The quadruple effect gives each donation during the campaign a powerful impact, the rabbi said, although if he falls short of the $75,000 goal, all the pledges are canceled. Volunteers promoting the campaign on social media should help meet the goal.

Rabbi Eliyahu Schusterman of Chabad Intown

Rabbi Eliyahu Schusterman has big plans for his independent Chabad Intown

Most of what is raised will fund operations for Chabad Intown, which has operated in Atlanta for more than 18 years and has been independent of Chabad of Georgia and the official Chabad-Lubavitch movement since the middle of last year.

Some of the money will support what Rabbi Schusterman called growth opportunities.

One of those is in Decatur, where he and Rabbi Ari Sollish have run programming for years, such as a menorah lighting that drew 140 people to Decatur Square last Chanukah.

They also draw a lot of people from Decatur to classes and events at Chabad Intown’s center at 928 Ponce de Leon Ave., Rabbi Schusterman said.

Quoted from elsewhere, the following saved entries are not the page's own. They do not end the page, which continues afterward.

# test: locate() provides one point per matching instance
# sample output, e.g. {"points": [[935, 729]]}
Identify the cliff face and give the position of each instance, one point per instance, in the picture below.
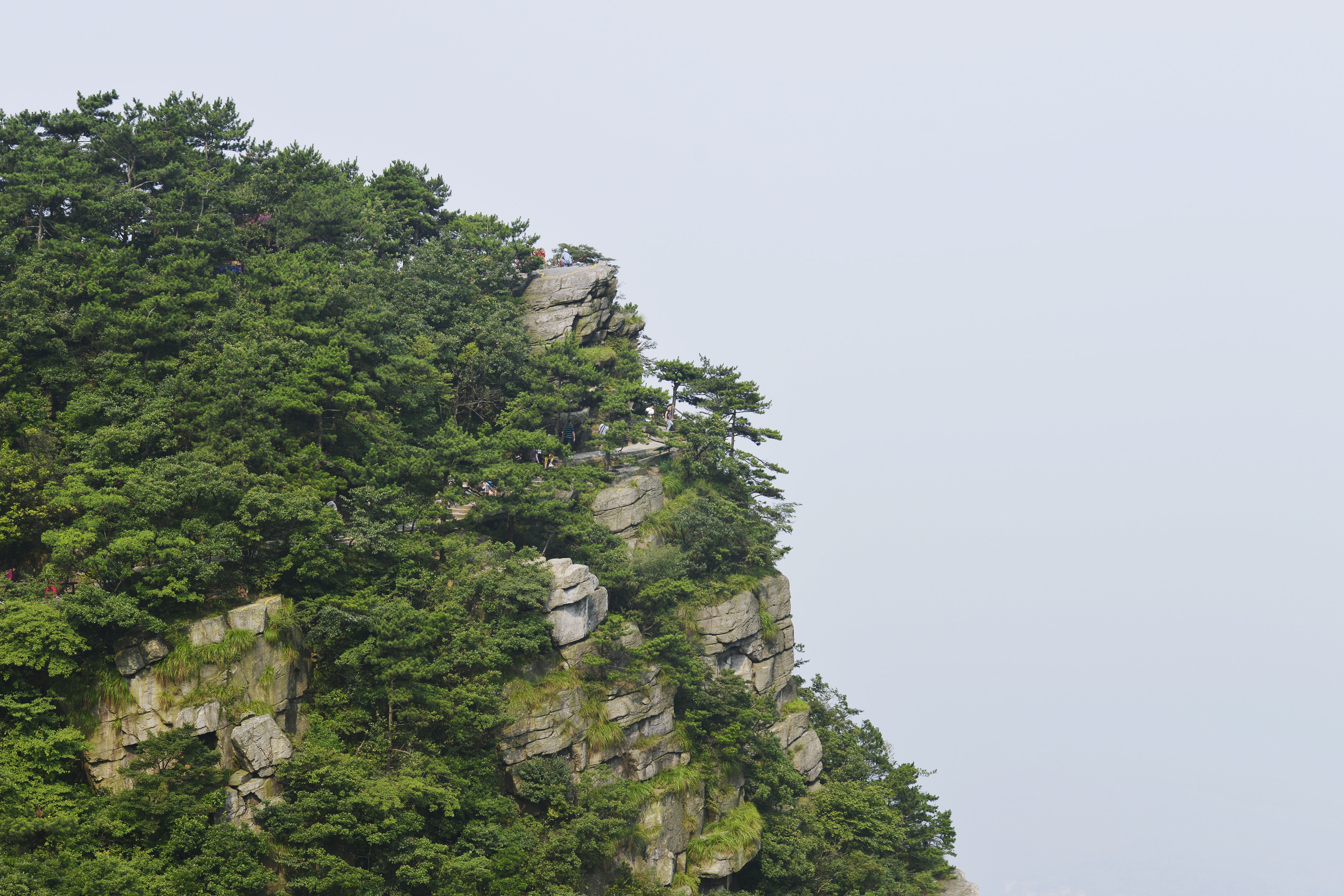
{"points": [[580, 300], [631, 727], [236, 683]]}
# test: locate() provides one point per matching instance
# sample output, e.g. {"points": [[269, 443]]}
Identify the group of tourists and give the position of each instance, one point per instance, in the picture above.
{"points": [[564, 260]]}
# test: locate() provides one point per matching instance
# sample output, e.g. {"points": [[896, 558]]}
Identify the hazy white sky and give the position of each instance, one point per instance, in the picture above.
{"points": [[1047, 296]]}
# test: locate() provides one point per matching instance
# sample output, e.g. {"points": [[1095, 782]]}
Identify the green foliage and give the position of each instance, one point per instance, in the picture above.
{"points": [[234, 369]]}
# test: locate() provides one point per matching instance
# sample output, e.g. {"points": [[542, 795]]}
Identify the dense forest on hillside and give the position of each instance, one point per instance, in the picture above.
{"points": [[232, 370]]}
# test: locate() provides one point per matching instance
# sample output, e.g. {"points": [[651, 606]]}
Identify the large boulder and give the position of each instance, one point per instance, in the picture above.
{"points": [[625, 504], [577, 603], [736, 637], [155, 702], [801, 743], [260, 745], [570, 300], [959, 886]]}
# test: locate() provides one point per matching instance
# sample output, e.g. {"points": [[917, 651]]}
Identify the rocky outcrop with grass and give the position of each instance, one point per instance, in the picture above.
{"points": [[234, 677], [752, 634], [694, 825], [574, 300], [635, 496]]}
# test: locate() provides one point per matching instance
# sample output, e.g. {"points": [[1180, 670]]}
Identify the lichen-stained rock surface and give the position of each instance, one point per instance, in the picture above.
{"points": [[801, 743], [667, 827], [624, 505], [750, 633], [260, 745], [734, 634], [554, 724], [959, 886], [260, 671], [577, 603], [565, 300]]}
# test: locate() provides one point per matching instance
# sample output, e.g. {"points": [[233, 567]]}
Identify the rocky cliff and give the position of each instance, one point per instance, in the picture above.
{"points": [[236, 677], [578, 300], [629, 727]]}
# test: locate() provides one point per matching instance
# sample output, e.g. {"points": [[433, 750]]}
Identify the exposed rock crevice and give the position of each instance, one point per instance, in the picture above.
{"points": [[263, 672]]}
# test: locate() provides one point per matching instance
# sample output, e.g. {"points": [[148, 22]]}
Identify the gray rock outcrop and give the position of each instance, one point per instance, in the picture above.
{"points": [[625, 504], [577, 605], [959, 886], [260, 745], [573, 300], [260, 672], [556, 711], [801, 743], [736, 637]]}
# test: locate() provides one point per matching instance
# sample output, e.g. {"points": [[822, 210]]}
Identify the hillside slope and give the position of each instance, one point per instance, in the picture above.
{"points": [[349, 548]]}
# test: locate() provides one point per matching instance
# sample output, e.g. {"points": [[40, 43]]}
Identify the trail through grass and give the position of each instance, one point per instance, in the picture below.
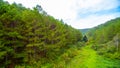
{"points": [[88, 58]]}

That’s only three miles from Decatur Square, “but traffic on Ponce can get quite crazy.”

In response to the Decatur community’s needs, he said, Chabad Intown will launch Chabad of Decatur with a website where people can say what they need and want. It will start with an after-school program and classes in homes. “When the time is right,” the rabbi said, “we’ll incorporate some kind of facility.”

While the Decatur target audience is young professionals and young families, Chabad Intown will be looking for empty-nesters and retirees with its launch of Chabad of Midtown.

Those groups make up almost a third of the Jewish people moving into the city, and they’re people who have the time and freedom to get out during the evening, Rabbi Schusterman said. They’re also separated from the synagogues they once belonged to in the suburbs or out of town, so they need not only Torah study, but also social opportunities.

Those social events, which Rabbi Schusterman sees as crucial to keep those empty-nesters and retirees engaged with the Jewish community, will increasingly be held away from Chabad Intown in spaces that aren’t necessary Jewish.

Chabad Intown — including the Intown Jewish Academy, which celebrated its 10th birthday in September; the Intown Jewish Preschool, which, in addition to the Reggio Emilia philosophy, is incorporating the conscious discipline approach to enhance the social emotional component of the overall curriculum; and YJP Atlanta — launched a young adult mentorship program under Mark Lewin in September. Each of the 20 participants has an industry mentor for a year.

Having worked out some of the kinks in the program, Rabbi Schusterman said he plans to add another 30 young adults to the mentorship program in late February or early March.